Three weeks ago, Harmon was appointed chief after Mack Vines was fired.

At 42, Harmon inherits a staff of 514 officers, many of whom are unhappy with salary issues and the administration's style of law enforcement.

"There's one thing that I really need y'all to know," Harmon told the audience when he took the podium. "I am not coach Spurrier. I am not going to be coach Spurrier, and I'm not going to coach like coach Spurrier."

The audience chuckled.

His appearance before members and guests of the Tiger Bay Club was his political debut. Known for their questions, members -- or as they are called, "Tigers" -- lobbed a few softballs but also swiped at the jugular.

Joan Deguire, a 30-year St.
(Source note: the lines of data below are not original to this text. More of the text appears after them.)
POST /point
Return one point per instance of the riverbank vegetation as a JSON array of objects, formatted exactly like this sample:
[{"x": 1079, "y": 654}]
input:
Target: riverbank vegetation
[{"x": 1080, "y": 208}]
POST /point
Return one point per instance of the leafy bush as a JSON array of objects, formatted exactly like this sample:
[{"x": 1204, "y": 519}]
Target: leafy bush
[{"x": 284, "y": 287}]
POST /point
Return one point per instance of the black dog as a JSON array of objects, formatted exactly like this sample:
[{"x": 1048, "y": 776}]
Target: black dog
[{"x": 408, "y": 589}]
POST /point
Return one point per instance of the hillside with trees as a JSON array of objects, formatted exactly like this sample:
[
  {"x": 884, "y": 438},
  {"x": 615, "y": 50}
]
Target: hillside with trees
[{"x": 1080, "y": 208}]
Petersburg resident, asked the toughest of the dozen questions and won a stuffed tiger at the end for doing so. She told Harmon that past police administrations have followed a path of least resistance with drug enforcement only to keep peace in a community rocked by civil disturbances five years ago.

"The perception is that you have two choices: You can follow the path of least resistance or you can put your head in the noose. Which one would you choose?"

Harmon said that his policing style will be a balancing act.

"I just need to be careful how I balance," he said.

Bob Safransky asked Harmon if he would implement the "mayor Giuliani type of law enforcement."

Harmon said Giuliani's style would not be successful in St. Petersburg. Giuliani was known for a tough stance on law and order.

Harmon is not rigid when it comes to strictly enforcing certain minor crimes. He says he will attack issues based on community demand, and that those issues are different in every neighborhood.

"There's so many areas and vast changes in diversity in this community that I don't think I'm going to go in there and tell you, "You know what? Everybody that drinks alcohol within 500 feet of a liquor establishment in this area of this whole city is going to be going to jail.' I don't think that's the right thing to do."

His policing philosophy is to engage the community. The top crime concerns of residents may not always be what the police consider the issues.

"Policing in itself is diverse as well as the diverse population that we serve," Harmon said. "Different areas of the city have different needs. People are going to have to tell us and work with us on issues they want addressed."

Still, one area that needs attention, according to Harmon, is drug enforcement. St. Petersburg drug arrests in 2001 dropped 19 percent compared to the year before, he said.

"We've got to build that number back up," Harmon said.